Les compagnies aériennes se moquent des amendes

Elles refusent de payer 11 millions d’euros pour 76.205 vols trop bruyants
La Dernière Heure
Gilbert Dupont

ANDERLECHT Les compagnies aériennes bruyantes opérant à Brussels Airport se moquent des amendes administratives de l’IBGE infligées à chaque fois qu’un vol trop bruyant est constaté.

En 2011, 128 des 401 amendes – soit 32 % – infligées depuis le 1er janvier 2000 sont restées impayées et les compagnies aériennes en infraction n’ont payé que 5,2 % des montants qu’elles devaient, refusant de payer 94,8 % de ces montants.

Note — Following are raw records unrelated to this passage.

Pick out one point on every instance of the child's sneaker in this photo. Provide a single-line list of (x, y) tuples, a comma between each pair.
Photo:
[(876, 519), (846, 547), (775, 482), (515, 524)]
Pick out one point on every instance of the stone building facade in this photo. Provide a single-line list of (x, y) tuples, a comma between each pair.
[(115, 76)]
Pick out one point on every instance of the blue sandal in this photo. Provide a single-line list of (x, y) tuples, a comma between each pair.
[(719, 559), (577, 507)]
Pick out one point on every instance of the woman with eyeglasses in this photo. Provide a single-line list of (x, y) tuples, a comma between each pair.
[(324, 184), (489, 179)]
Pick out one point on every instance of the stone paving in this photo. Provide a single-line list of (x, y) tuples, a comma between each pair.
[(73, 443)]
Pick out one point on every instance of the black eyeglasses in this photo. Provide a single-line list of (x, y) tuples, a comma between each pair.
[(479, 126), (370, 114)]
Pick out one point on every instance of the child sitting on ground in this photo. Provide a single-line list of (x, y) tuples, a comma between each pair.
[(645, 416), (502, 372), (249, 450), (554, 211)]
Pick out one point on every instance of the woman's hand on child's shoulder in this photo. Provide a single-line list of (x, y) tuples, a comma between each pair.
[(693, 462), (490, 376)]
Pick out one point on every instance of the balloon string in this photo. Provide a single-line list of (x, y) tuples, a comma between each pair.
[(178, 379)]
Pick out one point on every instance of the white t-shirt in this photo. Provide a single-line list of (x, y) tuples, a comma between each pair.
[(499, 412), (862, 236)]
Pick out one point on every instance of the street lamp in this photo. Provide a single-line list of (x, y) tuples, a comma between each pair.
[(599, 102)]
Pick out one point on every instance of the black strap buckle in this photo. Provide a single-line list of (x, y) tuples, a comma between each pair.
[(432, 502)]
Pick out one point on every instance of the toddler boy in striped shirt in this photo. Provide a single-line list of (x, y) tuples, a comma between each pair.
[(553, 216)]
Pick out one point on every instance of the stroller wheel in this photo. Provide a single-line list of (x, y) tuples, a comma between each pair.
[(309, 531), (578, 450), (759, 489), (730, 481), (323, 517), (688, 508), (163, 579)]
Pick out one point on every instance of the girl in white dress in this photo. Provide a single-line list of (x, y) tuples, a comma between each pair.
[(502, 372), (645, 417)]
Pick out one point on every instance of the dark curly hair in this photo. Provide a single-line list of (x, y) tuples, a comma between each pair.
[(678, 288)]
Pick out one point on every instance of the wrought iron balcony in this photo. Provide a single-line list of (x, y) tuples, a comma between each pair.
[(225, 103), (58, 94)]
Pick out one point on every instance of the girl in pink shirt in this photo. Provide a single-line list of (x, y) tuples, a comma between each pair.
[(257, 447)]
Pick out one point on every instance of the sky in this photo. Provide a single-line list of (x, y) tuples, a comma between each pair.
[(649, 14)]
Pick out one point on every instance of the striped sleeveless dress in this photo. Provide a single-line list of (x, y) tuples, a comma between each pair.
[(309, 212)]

L’impayé a atteint un record en 2010 : selon nos infos toujours, 99,88 % des amendes infligées en 2010 n’ont pas été payées par les compagnies aériennes, lesquelles ont payé en tout et pour tout 1.615 euros, 0,12 % de ce qu’elles devaient.

Entre janvier 2007 et le 1er septembre 2011, 59.327 avions ont décollé de nuit de Brussels Airport et ces vols ont donné lieu à la constatation de 18.646 infractions : un avion sur trois. Le système d’amendes mis en place pour forcer les compagnies à un effort est peu efficace, comme le prouve la somme astronomique que les compagnies casse-oreilles refusent de payer : 10.999.283 euros.

Depuis le 1er janvier 2000, 76.205 vols en infraction pour dépassement sonore ont été constatés sur Bruxelles. La tolérance est grande : 75,3 % (ou trois vols trop bruyants sur quatre) sont passés à la trappe, à peine 24,7 % ont donné lieu à un P-V de sanction. En dix ans, l’IBGE a infligé 18.858 P-V pour dépassement sonore et 57.347 simples avertissements.

Excellente nouvelle cependant car, sur le long terme, l’évolution est nettement favorable : constamment en hausse jusqu’en 2007 qui fut l’année record avec 12.415 dépassements constatés (34 par jour), le nombre des vols bruyants a reculé de plus d’un tiers en cinq ans : 38,8 % depuis 2007.

Le sommeil des Bruxellois serait ainsi de 38,8 % plus paisible. Pour le mesurer, l’IBGE, qui cherche à appliquer au mieux la réglementation de mai 1999, dispose à présent de 8 stations permanentes de mesure.

En principe, les vols en infraction de 6 décibels maximum donnent lieu à un simple avertissement. Malgré cette tolérance, les compagnies ont pour politique de contester.

Ainsi, European Air Transport est en recours depuis 2008 devant le Conseil d’État pour 48 infractions sanctionnées par 56.113 euros d’amendes administratives… qu’EAT refuse de payer. Et le procès qui dure depuis 4 ans est loin d’être terminé.

Les puissantes compagnies contestent au total 154 décisions, pour au moins 7.009.272 euros d’amendes. Des compagnies comme DHL contestent depuis 13 ans la légalité de la réglementation bruxelloise contre le bruit généré par le trafic aérien, l’estimant notamment contraire aux principes communautaires européens de liberté d’exploitation.

Elles contestent aussi sa rigueur, la lourdeur des amendes administratives… 90 fois supérieures aux amendes pénales prévues pour le même motif.

Toutes les compagnies préféreraient être sanctionnées par le parquet de Bruxelles – dérisoire, l’amende minimale serait alors de… 1,50 euro par vol bruyant ! – que par l’IBGE – qui peut grimper de 625 à 62.500 euros par vol bruyant constaté; en pratique, le tarif appliqué est de 758 euros (pour un dépassement de 6 décibels) et 1.245 (dépassement de 16 décibels)… que les compagnies ne paient quand même pas : une seule amende de 1.615 euros fut payée en 2010.

Soit 0,12 % et donc 99,88 % de refus de payer pour un total record qui atteint 11 millions d’euros à la date du 1er septembre 2011.